July 4, 2014 in Economics

By Matt McCaffrey

IKEA has announced it will be raising the “minimum wage” of its US employees to $10.76 per hour, an increase of about 17% from the current minimum. The news comes in the midst of another “national discussion” (often code for anti-economic hysteria) about minimum wage “reform” (always code for an increase).

Economic criticisms of the public minimum wage are readily available, but IKEA’s decision is different. It does have some interesting economic implications, but there are a lot of other issues in this story worth discussing, not the least of which is the language used to report it. That is, I have to wonder why people use the term “minimum wage” to refer to the internal policy of a private firm. Maybe it’s just a convenience of language, but regardless of its true cause, this usage gives a rhetorical advantage to proponents of government-mandated minimum wages.

That is, using “minimum wage” to describe both entrepreneurs’ decisions and government regulation obscures the distinction between them, i.e. that one is chosen by employers and the other forced on them under penalty of law (often through the influence of larger competitors). Using the same term opens the door to falsely conflating policies, making it seem like private and political decision making are the same or similar.
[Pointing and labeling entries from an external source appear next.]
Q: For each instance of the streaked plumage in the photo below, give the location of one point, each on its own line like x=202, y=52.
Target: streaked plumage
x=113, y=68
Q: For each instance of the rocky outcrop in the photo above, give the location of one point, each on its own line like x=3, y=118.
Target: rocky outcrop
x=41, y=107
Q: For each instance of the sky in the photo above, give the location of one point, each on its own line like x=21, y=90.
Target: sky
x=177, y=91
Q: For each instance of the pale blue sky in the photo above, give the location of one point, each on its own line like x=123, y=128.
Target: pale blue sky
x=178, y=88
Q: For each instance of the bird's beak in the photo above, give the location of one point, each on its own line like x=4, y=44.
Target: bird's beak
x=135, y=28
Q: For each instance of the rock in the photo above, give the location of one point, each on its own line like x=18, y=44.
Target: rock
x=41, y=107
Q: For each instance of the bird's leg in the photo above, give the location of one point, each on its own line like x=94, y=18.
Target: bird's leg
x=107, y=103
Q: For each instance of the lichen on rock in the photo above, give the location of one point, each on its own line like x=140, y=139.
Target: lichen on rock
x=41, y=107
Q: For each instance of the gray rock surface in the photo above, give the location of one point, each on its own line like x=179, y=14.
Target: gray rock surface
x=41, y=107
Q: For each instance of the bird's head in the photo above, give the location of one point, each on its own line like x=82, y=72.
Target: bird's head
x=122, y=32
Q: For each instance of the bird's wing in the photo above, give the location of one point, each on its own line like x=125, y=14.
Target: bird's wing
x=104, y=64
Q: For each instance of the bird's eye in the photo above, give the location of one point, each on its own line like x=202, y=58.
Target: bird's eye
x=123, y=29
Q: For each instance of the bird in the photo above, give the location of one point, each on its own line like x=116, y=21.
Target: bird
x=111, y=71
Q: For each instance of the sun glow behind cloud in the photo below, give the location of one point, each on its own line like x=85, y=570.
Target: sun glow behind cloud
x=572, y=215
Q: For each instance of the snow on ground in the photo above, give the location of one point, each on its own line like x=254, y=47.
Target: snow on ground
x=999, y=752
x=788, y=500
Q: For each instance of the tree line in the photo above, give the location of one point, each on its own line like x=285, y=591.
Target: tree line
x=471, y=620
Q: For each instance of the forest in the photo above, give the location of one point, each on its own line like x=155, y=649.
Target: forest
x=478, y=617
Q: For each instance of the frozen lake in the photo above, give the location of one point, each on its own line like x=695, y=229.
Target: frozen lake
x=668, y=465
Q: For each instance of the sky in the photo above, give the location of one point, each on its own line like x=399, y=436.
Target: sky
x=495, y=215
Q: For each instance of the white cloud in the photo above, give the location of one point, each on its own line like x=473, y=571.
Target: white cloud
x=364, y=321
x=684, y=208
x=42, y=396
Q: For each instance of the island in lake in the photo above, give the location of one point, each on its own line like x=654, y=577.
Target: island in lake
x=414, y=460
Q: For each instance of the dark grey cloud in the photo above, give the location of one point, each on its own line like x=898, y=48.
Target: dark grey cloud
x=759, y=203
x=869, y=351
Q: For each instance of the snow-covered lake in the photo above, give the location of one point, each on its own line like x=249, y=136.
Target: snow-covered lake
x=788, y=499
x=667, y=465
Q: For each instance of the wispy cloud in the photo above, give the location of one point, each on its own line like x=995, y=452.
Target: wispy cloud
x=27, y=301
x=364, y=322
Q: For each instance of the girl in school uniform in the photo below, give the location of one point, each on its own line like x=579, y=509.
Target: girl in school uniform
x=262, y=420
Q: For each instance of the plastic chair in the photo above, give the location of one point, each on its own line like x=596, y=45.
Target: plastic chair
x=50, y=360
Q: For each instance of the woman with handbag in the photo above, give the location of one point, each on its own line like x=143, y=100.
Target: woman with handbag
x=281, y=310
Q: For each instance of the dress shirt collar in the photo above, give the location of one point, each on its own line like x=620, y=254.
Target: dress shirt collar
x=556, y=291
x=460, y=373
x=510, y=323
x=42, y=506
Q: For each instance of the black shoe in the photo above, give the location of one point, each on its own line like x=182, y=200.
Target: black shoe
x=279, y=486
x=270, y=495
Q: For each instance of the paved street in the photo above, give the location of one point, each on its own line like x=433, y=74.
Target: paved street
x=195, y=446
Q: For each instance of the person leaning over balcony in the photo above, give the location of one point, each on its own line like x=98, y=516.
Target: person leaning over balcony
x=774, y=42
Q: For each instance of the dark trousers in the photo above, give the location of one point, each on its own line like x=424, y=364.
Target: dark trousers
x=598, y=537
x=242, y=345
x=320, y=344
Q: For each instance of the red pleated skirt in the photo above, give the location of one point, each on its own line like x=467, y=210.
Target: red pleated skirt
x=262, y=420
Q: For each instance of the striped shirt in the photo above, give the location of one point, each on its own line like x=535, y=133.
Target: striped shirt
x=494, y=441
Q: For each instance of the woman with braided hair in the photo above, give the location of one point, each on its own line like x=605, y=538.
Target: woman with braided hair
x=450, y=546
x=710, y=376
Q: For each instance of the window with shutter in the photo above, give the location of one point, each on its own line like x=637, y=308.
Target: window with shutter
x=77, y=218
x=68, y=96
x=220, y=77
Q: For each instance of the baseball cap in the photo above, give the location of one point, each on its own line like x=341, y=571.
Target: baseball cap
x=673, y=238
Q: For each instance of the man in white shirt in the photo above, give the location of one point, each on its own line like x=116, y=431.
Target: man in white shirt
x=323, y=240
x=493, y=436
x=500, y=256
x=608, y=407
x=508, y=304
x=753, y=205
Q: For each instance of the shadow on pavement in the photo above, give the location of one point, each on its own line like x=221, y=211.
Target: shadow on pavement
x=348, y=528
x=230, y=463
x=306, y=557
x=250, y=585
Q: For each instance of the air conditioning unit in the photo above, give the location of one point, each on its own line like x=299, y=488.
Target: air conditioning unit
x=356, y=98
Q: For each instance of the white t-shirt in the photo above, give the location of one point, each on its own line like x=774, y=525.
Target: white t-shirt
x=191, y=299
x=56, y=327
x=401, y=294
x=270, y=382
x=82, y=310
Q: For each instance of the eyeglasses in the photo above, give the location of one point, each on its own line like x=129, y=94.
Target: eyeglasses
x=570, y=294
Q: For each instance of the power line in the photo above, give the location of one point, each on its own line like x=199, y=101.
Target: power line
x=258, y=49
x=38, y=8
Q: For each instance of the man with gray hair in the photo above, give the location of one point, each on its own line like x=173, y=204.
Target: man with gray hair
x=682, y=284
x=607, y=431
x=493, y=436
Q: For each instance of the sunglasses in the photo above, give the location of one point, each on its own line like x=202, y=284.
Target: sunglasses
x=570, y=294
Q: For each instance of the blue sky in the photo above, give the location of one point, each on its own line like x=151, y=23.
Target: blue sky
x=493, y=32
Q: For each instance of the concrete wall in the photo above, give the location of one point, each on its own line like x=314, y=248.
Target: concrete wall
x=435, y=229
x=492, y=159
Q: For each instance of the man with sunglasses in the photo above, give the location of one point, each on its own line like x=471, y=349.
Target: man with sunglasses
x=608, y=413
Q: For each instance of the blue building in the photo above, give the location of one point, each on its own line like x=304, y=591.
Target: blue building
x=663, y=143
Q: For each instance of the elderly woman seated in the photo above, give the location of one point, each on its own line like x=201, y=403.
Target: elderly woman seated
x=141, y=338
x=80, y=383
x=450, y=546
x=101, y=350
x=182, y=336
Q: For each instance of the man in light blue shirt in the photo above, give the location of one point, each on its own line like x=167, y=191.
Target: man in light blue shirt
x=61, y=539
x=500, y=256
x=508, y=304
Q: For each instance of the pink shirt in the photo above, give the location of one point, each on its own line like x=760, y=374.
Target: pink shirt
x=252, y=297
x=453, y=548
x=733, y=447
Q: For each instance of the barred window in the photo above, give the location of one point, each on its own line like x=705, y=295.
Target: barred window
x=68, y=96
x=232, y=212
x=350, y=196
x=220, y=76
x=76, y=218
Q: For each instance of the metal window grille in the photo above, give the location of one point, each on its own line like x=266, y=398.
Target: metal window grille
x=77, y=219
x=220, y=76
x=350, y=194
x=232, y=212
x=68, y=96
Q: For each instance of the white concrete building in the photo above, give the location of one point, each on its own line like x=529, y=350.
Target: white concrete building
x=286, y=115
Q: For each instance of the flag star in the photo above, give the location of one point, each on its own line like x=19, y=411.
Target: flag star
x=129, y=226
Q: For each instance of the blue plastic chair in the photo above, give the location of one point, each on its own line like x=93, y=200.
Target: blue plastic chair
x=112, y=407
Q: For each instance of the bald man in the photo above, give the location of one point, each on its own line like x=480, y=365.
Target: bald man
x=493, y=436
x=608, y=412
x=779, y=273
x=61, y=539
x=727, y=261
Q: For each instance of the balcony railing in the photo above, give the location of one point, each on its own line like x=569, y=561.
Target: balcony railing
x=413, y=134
If private firms declare their own minimum wages, a government minimum wage loses its distinctiveness, and seems like just another benign entry on a long list of possible wage policies. It’s all too easy—as news outlets reporting this story demonstrate—to compare IKEA’s minimum wage to the federal minimum wage, as if each is just a different but harmless way to improve people’s welfare.

Confusing the language of public and private decisions in turn reinforces the common idea that wages are set at the discretion of business, with high wages due simply to the good nature of employers, and lower wages to greed and disregard for employee well-being. If this were true, it might make sense to consistently increase the minimum wage; after all, we want people to be better off, don’t we?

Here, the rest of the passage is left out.